The United States was an enormous continental market with an abundance of resources waiting to be filled with people. … The nation had free internal trade and the free movement of labor and capital across states, and an abundance of agricultural land and untapped mineral resources, and the enforcement of contracts and protection of property rights through a non-politicized judicial system. … The federal government did not interfere with the process of creative destruction and limit competition or artificially prop up inefficient industries. … More than any other country in the world at this time, the United States had an extraordinarily diversified economy with an abundance of prime agricultural land, a large endowment of raw materials, and growing technical expertise in manufacturing. At this point, international trade was not critical to the prosperity of the country. … The most underrated international factor behind America’s industrialization was the work done by unskilled immigrants who labored in the manufacturing industries and by skilled immigrants who facilitated the absorption of new technology.

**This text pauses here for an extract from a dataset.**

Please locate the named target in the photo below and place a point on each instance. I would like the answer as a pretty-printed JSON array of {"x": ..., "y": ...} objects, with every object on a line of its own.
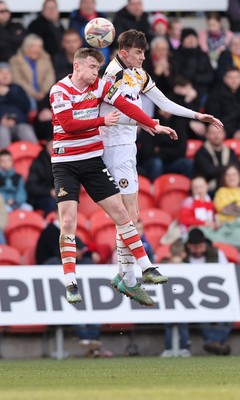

Donald Trump gives out pens he used to sign presidential proclamations placing tariffs on steel and aluminum imports to workers from the steel and aluminum industries. REUTERS/Leah Millis

Irwin’s case is further supported by new research on the rise of the American automobile industry. As researchers Dong Cheng, Mario Crucini, Hyunseung Oh, and Hakan Yilmazkuday write the analysis “Early 20th century American exceptionalism: Production, trade and diffusion of the automobile,” the early years of the modern auto industry showed America to be “unrivalled in automobile adoption.” Through the first few decades of the 20th century, “the US adoption rate is systematically a factor of 10 higher than the rest of the world.” So what drove this American exceptionalism? A rapid decline in prices – and increase in affordability – driven by process and product innovation across domestic factories built by the Big Three — GM, Ford, and Chrysler. But things played out differently overseas: “Foreign governments reverted to highly protectionist tariffs, delaying adoption by their consumers and doing little to encourage foreign production beyond domestic demand, even in countries with established domestic brands.” Innovation, not protectionism, was the main ingredient in America’s secret sauce. 

Indeed, the lack of global competition in the immediate postwar decades left too much of American industry complacent and unproductive. And once the rest of the capitalist world finally rebuilt itself after World War II, industrial America “collapsed at the first sniff of competition,” note Alan Greenspan and Adrian Wooldridge in their book, Capitalism in America. The fool’s gold of protectionism is a lesson that must apparently be relearned over and over.